Na, dann lass ich euch mal in Ruhe. Ich bin bei Szar’zriss. Ich melde mich, wenn ich Artewu gefunden habe. So oder so.
Damit verschwand die Kriegerin aus Sisralls Gedanken. Sisrall merkte, dass er lächelte. Trizils fröhliche und stets hoffnungsvolle Art hatte etwas Beruhigendes. „Wer hätte gedacht, dass sich ausgerechnet die unschuldige Trizil als die vielleicht größte Heldin der Druchii entpuppen würde?“, meinte er. Yetail sah ihn fragend an.
„Sie ist Todeslied.“, erklärte er. „Sie führte unser Volk über den Ozean und heute war sie es, deren Lied die wilde Flucht des Splitterdrachens stoppte und die sich ihm dann als Opfer anbot, damit ich an ihn herankam, um ihn zu vernichten.“
Weshalb sie das überlebt hatte, verschwieg er vorerst. Er konnte noch nicht über Yerill sprechen. Nicht, solange er nicht wusste, ob sie eine Chance hatte oder nicht. Warum hatte Xiucalta ihn noch nicht rufen lassen? Bedeutete es, dass sie die Hoffnung noch nicht aufgegeben hatte und Yerill noch nicht unmittelbar im Sterben lag? Oder hieß es, dass ihre Versuche, das Leben der jungen Frau zu retten, noch keinen Erfolg gehabt hatten? War Yerill vielleicht sogar schon tot und Xiucalta wagte es nicht, ihn jetzt zu rufen, weil es ihr leid tat, dass er zu spät kommen würde?
„Was ist los, Sisrall?“, fragte Yetail, die ihn aufmerksam musterte. „Du wirkst niedergeschlagen?“
Er schluckte und suchte nach Worten. Er war noch nicht bereit. „Was ist aus Viverla’atar geworden?“, fragte er stattdessen. Ein Funke Eifersucht blitzte in Yetails Augen auf, weil sie seine Niedergeschlagenheit fälschlicherweise mit dem Schicksal der Autarii in Verbindung brachte. Aber sie war zu erschöpft, um ihm böse zu sein.

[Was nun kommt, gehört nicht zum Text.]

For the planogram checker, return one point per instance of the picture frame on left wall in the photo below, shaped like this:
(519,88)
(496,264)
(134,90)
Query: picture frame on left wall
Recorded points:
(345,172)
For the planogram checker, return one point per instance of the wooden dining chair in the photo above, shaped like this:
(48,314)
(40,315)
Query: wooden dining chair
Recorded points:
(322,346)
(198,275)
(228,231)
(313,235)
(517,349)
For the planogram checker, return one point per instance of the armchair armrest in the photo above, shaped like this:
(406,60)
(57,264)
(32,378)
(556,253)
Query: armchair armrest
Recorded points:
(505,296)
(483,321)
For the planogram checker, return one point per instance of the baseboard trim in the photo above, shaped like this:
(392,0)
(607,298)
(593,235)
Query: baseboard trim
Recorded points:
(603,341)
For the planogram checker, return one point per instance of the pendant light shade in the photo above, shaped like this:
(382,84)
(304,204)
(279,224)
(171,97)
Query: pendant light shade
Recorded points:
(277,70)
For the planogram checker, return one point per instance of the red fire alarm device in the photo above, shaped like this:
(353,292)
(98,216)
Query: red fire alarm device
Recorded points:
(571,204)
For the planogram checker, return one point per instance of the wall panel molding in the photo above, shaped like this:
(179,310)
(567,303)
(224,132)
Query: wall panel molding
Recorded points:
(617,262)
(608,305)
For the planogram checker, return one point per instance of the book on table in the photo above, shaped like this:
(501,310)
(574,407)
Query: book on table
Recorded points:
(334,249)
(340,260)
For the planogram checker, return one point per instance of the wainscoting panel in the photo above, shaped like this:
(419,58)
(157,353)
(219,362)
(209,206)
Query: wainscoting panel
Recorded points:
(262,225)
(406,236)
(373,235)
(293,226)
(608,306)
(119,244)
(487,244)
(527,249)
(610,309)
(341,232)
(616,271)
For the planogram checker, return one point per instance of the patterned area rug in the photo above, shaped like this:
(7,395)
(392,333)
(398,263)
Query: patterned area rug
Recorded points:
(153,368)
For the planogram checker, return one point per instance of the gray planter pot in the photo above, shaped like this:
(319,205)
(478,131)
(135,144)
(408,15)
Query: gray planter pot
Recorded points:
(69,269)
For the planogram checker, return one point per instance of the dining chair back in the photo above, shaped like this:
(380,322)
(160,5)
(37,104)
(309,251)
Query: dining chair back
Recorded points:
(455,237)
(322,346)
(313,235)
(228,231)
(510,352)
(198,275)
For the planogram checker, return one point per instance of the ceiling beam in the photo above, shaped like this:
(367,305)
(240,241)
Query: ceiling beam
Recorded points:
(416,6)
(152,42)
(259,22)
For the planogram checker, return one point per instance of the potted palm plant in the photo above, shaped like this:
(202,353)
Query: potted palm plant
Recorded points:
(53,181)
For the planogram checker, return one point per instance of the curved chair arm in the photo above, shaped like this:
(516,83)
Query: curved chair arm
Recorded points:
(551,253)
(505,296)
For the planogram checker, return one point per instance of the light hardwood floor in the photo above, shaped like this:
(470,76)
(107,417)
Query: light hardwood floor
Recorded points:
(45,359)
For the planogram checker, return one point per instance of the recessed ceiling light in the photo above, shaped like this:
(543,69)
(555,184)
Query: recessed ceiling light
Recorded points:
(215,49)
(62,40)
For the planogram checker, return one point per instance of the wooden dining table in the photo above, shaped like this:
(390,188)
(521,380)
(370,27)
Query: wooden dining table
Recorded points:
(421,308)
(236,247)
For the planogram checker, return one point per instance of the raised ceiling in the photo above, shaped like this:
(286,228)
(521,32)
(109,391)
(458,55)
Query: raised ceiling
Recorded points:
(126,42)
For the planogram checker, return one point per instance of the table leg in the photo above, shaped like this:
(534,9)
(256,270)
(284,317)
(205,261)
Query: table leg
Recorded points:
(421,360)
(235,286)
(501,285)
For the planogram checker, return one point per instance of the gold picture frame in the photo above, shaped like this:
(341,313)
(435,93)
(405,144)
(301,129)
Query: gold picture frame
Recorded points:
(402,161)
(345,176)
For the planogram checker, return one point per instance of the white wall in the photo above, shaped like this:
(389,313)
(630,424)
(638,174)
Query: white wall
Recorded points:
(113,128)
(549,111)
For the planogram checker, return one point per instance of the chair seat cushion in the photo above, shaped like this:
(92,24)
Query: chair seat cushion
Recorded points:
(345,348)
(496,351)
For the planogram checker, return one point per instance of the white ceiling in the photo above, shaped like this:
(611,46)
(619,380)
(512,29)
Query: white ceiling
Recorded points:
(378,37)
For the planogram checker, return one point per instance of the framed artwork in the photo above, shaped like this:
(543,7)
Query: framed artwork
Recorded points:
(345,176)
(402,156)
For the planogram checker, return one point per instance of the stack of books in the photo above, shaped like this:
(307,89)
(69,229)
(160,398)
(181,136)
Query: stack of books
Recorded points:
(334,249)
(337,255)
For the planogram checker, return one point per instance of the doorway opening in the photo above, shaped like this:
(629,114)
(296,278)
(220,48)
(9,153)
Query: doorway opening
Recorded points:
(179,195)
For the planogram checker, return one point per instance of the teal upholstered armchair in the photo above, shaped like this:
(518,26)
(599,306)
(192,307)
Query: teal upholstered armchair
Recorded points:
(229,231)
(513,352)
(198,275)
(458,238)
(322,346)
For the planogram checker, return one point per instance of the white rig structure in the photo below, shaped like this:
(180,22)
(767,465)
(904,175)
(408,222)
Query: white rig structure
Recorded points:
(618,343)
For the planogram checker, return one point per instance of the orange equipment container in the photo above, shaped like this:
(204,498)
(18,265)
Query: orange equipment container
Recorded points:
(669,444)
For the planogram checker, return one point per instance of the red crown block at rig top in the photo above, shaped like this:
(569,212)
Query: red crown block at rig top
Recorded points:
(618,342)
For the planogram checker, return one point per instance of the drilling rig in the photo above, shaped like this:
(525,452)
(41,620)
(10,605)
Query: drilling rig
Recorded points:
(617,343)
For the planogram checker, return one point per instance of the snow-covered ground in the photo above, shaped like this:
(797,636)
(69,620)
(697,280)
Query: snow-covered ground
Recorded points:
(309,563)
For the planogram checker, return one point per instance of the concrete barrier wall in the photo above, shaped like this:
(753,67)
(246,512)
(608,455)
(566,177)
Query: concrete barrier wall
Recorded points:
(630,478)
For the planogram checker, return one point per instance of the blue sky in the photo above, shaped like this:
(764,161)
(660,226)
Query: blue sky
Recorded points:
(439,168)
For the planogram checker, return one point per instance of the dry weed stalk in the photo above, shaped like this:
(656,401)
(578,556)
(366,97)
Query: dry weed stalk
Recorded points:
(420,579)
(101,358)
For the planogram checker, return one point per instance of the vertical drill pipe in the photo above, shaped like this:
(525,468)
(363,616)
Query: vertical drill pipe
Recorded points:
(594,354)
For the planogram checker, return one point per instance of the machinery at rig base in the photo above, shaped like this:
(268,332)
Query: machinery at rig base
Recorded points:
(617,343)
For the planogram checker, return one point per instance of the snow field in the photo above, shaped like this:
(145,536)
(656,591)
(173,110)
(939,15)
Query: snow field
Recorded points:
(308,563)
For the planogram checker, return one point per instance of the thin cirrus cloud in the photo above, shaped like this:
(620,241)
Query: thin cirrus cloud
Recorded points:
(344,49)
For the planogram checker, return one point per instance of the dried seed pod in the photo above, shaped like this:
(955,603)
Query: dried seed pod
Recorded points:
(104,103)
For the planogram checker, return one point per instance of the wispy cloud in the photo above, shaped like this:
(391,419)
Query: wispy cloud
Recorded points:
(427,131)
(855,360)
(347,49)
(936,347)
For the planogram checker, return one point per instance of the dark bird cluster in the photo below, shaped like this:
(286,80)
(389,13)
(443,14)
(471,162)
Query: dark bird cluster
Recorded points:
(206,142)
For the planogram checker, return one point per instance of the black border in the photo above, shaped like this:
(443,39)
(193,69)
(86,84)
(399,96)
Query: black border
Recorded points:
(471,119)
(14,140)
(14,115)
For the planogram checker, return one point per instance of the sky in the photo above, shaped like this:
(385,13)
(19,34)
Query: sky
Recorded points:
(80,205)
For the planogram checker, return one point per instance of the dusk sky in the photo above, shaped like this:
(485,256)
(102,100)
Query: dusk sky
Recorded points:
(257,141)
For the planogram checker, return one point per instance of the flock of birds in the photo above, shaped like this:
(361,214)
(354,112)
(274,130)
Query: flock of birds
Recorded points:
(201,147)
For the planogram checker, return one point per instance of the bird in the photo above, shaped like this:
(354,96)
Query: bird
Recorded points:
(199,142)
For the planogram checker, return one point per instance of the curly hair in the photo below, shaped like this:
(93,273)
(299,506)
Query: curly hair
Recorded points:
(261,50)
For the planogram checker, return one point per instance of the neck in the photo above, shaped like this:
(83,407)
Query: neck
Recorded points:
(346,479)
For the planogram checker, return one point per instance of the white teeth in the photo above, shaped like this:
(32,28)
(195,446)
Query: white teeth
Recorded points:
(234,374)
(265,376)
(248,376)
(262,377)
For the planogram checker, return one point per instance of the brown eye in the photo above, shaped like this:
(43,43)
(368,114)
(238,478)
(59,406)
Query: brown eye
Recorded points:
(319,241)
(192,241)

„Sie war dort, als es … zu Ende ging. Als klar wurde, dass ich gewinnen würde, hat Nerglot sie irgendwie verschwinden lassen. Er hat wohl die Zeit um sie herum manipuliert, sodass sie entkommen konnte. Er sagte ihr, sie würden sich in ihrem Tal wiedertreffen, und dann versuchte er selbst, mit dem Torzauber zu entkommen. Wenigstens ihn konnte ich an der Flucht hindern. Was aus Viverla’atar geworden ist, weiß ich nicht. Ich fürchte, sie lebt noch.“
Sisrall nickte. „Das sind keine guten Neuigkeiten. Aber sie stellt wohl kaum eine Gefahr dar. Jeder von uns könnte sie töten und sie kann vermutlich keine Untoten erschaffen. Außerdem wird Xiucalta uns warnen, wenn sie etwas plant. Hoffe ich jedenfalls.“
„Das hoffe ich auch. Erzählst du mir, was hier bei euch passiert ist?“
Sisrall schüttelte müde den Kopf. „Es ist noch nicht einmal eine Stunde her, seit der Splitterdrache besiegt ist. Lass mir erstmal Zeit, mich zu erholen. Wir sind genauso erschöpft wie du. Außerdem würde mich Xiucaltas Sicht dazu auch interessieren und unsere Gefährten wollen vermutlich genauso gern wissen, wie es dir ergangen ist. Lass uns die Berichte verschieben, bis alle wieder auf den Beinen sind und …“
Doch dann merkte er, dass Yetail ihm schon gar nicht mehr zuhörte. Sie war an seiner Schulter eingeschlafen. Sisrall lächelte und betrachtete sie. Ihre stolze Selbstsicherheit war einer friedlichen Ruhe gewichen. Sie war wirklich schön. Er küsste ihre Haare und wusste, dass es für ihn keine andere Gefährtin geben würde.
Er hoffte, dass er Viverla’atar niemals wiedersehen würde.